Von «Espresso» im Juni mit den Vorwürfen konfrontiert, spielte der Psychiater aus Rüschlikon ZH den Unwissenden. Gegenüber seinem Patienten beklagte er den nicht nachvollziehbaren Bürokratismus der Krankenkasse Assura.
Tatsache aber ist: Der Psychiater lässt seine Patienten bei der ersten Konsultation sogenannte Abtretungsvereinbarungen unterschreiben. Darin tritt der Patient die finanziellen Ansprüche gegenüber seiner Krankenkasse dem Arzt ab. Dieser stellt dann der Kasse Rechnung und wird von ihr direkt entschädigt. Auch Michael F. unterschrieb eine solche Erklärung.
Psychiater kassiert beim ahnungslosen Patienten
Als er Monate später Rechnungen der Ärztekasse über 6000 Franken für die Behandlung bekam, bezahlte er und schickte die Rechnungen der Assura, seiner Krankenkasse. Doch die lehnte mit Verweis auf die Vereinbarung eine Rückvergütung ab. Pikant: Zuvor hatte der Arzt seine Rechnungen der Assura geschickt. Doch diese beanstandete die Rechnungen und wies sie zurück. Daraufhin kassiert der Psychiater sein Honorar über die Ärztekasse beim ahnungslosen Patienten ein.

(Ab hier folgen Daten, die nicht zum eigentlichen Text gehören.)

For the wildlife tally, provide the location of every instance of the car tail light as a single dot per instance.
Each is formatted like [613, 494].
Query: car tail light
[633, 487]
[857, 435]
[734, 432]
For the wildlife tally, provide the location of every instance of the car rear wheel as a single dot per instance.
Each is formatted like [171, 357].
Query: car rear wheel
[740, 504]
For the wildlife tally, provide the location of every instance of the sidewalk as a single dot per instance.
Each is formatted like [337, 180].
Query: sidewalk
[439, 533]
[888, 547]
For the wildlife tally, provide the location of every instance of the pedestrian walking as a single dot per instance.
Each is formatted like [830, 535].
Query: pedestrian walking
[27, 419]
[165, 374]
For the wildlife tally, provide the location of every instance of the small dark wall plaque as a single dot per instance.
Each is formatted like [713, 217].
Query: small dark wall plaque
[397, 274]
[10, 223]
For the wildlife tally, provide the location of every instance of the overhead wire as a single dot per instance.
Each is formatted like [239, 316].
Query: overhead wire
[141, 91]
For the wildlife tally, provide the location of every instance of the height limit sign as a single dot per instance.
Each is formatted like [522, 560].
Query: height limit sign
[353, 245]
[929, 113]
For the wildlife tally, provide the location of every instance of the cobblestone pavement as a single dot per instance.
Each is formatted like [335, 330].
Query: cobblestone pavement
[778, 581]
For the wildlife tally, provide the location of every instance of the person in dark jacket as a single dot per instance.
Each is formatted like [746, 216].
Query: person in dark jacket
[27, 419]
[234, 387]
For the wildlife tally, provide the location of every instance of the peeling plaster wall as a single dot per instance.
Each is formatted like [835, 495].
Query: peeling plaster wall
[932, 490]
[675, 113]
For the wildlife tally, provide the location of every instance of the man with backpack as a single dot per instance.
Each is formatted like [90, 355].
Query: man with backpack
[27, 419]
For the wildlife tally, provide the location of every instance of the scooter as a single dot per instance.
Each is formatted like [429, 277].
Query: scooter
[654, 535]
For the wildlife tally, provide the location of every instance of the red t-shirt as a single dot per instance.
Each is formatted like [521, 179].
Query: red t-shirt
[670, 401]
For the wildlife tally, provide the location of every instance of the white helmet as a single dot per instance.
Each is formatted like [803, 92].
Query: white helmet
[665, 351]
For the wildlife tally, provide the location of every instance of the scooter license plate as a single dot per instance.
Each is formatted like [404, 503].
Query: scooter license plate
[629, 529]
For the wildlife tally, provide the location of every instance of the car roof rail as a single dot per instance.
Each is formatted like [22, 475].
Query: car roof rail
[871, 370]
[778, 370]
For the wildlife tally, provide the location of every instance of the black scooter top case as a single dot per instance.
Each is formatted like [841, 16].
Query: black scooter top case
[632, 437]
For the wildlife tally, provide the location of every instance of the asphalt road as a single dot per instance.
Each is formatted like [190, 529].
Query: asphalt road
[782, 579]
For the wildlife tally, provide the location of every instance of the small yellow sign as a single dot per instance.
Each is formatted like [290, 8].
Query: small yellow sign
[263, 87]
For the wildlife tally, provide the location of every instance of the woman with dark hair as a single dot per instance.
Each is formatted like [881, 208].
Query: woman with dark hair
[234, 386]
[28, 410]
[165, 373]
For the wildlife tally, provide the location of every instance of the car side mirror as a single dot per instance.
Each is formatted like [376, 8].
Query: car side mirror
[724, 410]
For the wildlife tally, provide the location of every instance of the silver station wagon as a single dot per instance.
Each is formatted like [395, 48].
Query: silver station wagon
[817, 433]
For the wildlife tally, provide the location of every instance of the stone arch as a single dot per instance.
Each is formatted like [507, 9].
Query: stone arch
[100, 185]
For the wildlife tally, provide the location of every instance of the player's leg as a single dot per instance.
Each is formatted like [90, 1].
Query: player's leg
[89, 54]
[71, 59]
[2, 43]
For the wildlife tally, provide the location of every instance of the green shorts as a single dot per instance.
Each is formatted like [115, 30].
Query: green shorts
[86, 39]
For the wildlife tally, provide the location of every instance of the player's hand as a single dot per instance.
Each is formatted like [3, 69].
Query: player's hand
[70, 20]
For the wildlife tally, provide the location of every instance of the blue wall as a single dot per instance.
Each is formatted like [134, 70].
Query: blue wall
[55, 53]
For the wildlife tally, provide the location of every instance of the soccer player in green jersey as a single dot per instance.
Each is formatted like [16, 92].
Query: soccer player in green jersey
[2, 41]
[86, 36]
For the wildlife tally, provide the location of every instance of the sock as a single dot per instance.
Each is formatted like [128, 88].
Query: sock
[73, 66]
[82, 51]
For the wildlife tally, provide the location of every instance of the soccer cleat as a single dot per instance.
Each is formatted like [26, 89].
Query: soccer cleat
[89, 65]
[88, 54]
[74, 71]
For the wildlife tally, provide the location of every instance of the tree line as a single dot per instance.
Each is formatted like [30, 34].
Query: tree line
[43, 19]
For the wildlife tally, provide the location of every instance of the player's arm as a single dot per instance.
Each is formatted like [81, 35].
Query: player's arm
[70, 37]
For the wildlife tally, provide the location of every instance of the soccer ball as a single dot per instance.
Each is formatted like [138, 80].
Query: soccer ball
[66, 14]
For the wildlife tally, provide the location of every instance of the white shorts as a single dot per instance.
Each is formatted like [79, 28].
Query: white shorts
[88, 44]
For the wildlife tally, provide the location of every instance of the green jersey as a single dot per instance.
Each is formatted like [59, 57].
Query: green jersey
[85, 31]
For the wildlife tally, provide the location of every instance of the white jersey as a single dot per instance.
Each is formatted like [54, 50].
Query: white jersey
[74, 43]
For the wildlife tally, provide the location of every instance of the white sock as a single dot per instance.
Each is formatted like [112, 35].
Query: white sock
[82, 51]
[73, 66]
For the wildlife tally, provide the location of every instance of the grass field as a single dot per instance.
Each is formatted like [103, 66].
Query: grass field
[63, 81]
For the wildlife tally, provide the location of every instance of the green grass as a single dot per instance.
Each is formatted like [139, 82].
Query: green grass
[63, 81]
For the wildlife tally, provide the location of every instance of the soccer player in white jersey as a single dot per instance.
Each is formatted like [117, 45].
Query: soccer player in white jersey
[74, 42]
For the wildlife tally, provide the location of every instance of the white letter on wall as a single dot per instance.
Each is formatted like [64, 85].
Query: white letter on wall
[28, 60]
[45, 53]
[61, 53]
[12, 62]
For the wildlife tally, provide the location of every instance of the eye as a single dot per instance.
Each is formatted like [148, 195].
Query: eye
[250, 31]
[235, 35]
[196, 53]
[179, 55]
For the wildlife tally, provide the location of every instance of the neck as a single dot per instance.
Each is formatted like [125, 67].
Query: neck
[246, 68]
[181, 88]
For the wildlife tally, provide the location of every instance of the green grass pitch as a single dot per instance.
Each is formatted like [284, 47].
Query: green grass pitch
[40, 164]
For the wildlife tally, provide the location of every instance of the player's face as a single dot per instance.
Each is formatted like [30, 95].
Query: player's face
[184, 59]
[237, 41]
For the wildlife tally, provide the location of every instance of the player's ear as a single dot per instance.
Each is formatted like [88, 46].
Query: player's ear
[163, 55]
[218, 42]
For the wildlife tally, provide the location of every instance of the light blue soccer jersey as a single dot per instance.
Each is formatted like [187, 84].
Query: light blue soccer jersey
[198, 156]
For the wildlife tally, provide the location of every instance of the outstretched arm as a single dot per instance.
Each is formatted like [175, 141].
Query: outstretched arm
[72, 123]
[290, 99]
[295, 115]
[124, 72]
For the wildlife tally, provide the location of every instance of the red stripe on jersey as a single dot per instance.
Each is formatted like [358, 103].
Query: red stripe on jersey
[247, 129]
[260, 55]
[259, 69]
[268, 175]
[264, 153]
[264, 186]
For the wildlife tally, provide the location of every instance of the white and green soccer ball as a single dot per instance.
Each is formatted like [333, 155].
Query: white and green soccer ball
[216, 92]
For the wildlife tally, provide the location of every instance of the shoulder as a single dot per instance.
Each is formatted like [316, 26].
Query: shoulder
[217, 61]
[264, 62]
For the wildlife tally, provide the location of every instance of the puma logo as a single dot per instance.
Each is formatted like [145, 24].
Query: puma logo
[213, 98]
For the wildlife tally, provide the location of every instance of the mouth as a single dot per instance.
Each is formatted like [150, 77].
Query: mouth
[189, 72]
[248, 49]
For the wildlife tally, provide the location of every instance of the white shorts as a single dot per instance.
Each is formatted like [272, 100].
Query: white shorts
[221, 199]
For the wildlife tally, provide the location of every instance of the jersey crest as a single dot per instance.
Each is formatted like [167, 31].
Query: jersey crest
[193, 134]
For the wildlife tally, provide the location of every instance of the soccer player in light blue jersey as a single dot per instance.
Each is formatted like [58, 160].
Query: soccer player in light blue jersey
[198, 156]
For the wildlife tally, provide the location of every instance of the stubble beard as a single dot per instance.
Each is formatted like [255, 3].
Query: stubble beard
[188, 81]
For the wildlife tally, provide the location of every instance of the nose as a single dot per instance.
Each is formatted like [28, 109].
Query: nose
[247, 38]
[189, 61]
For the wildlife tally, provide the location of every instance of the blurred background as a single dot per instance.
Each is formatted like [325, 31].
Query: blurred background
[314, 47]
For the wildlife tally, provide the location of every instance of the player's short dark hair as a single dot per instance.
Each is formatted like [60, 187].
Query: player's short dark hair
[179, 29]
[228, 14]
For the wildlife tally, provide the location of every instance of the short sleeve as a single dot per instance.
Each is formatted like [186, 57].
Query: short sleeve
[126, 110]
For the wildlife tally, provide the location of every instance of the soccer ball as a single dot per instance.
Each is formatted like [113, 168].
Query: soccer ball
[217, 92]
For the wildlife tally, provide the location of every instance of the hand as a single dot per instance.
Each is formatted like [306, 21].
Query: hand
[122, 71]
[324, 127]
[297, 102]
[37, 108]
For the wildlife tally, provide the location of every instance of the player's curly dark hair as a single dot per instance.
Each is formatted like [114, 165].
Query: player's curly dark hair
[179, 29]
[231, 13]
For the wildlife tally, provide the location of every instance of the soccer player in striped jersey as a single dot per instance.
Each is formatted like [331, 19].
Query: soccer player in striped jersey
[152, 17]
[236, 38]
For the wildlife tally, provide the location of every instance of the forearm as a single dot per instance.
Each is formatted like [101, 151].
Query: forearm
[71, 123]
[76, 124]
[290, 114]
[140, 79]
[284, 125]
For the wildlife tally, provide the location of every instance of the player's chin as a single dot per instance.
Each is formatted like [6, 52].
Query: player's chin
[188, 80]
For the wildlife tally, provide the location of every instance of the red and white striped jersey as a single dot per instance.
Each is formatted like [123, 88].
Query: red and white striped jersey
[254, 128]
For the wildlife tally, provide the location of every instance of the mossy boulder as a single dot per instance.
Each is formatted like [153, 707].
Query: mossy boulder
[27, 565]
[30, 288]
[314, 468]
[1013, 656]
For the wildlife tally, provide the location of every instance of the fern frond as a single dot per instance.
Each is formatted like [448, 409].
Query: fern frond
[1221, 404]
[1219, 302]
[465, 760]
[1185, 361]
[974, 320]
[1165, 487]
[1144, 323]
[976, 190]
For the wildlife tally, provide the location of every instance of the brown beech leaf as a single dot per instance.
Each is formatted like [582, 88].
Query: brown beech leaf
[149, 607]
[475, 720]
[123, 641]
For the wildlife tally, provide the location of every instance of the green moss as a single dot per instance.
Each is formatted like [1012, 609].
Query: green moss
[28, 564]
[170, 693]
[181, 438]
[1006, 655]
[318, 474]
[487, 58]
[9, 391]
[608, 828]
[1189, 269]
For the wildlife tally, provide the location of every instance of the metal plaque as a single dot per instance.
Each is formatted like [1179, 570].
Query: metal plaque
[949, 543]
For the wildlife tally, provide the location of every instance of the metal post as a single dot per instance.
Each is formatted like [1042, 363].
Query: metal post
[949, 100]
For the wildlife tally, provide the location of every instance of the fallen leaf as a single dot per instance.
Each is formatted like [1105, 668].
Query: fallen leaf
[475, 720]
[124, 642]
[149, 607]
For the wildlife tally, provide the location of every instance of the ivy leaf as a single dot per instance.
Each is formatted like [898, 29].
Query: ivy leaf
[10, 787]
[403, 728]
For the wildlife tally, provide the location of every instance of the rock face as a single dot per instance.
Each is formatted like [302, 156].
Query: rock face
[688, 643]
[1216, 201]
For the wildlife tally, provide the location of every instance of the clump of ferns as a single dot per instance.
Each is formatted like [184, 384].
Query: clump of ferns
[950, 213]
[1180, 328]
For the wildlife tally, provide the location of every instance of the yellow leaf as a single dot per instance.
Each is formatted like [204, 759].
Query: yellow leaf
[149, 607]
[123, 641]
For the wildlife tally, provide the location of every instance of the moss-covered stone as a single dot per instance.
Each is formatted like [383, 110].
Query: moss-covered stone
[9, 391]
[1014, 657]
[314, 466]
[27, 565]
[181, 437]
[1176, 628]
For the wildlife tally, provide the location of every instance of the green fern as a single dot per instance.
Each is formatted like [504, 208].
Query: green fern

«Espresso» weiss: Michael F. ist kein Einzelfall. Die Assura-Krankenkasse hat in mindestens zehn weiteren Fällen Rechnungen des Psychiaters Martin Kammerer aus Rüschlikon beanstandet. Auch bei anderen Kassen ist die Rechnungsstellung des Therapeuten aufgefallen, unter anderem bei der CSS, der Concordia und der Helsana. Die Vorwürfe sind immer die gleichen: Der Arzt verrechne auffallend viele Telefonkonsultationen oder sogar Leistungen, die gar nie stattgefunden hätten.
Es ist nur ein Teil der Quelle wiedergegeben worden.